Hus tossed his red curls effeminately and drew another laugh from the crew. The director mutely pleaded for silence.
“So how’s Claude?” continued Hus. “Inscrutable.… How does he like the job?… What do you mean, how do I expect him to like it? Listen, uneasy lies the head and all that. One man’s meat is another man’s poison.… Bartlett’s—no, I didn’t just make it up. Thanks anyway.… Yes, I know, hon. You keep wondering what else can go wrong. First Duncan, then—— Well, you know what they say about bad luck coming in threes. By the way, how’s Ophelia?… Wringing wet.… Look, Gert, I hate to be a bore, but don’t you think it’s time Polonius got her off that nude-bathing ki
ck?… Well, we’ve all got our poblems, I guess.… Oh, Mac just loves being King. But you know how long that will last. It took him just two weeks to get bored stiff being Thane of Cawdor, and before that—— Yes, I understand, I’ve got to run, too. Now look, you get a sitter for Junior and—— Well, heck, we’ll send over one of ours; we’ve got three of them.… Sure, for Malcolm and Donalbain.… Why three sitters? Well, I don’t know, actually; it was Mac’s idea.… You can’t make it anyway? Oh, what a shame; it means we’ll have an unlucky thirteen for dinner.… Well the Macduffs have left the country and Banquo’s on some health-food kick.… No, I don’t think he’ll even make an appearance.… Have I tried who?… What young ensign?… Iago somebody.… Good party man, is he?… I mean, he can keep up his end of a conversation, right?… Give me the number—MAndragora 2-6000. Pretty classy number—oh, that’s the answering service.… Oh, not much. I’m in the middle of redecorating Dunc’s old room, trying to brighten it up a bit for Mac.… Yes, I’m doing it myself, help is just impossible these days. It’s all you can do to get that drunken porter to answer the door.… I don’t understand you, Gert.… Well, I’d like you to clarify that last remark.
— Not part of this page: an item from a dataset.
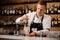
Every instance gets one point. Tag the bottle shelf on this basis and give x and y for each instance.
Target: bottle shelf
(10, 25)
(10, 14)
(52, 13)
What do you mean, ‘he must know where the bodies are buried’?… Well, it’s not funny, sweets.… Never mind, let’s change the subject.… Oh, you got that brand name for me! Swell, I’ll jot it down.… L-A-V-A.… You’re sure that will do it, huh?… Well, that won’t bother me at all. I mean, there are lots worse things than dishpan hands, hon.… Well, it’s a long story, I’d rather not go into it. Look, you’re sure you can’t make the dinner party?… Well, if you can’t put it off.… Oh—he wrote part of it himself?… A dozen or sixteen lines?… Should be a circus.… All right, Gert, we’ll miss you all. Have fun at the play.… ’Bye.”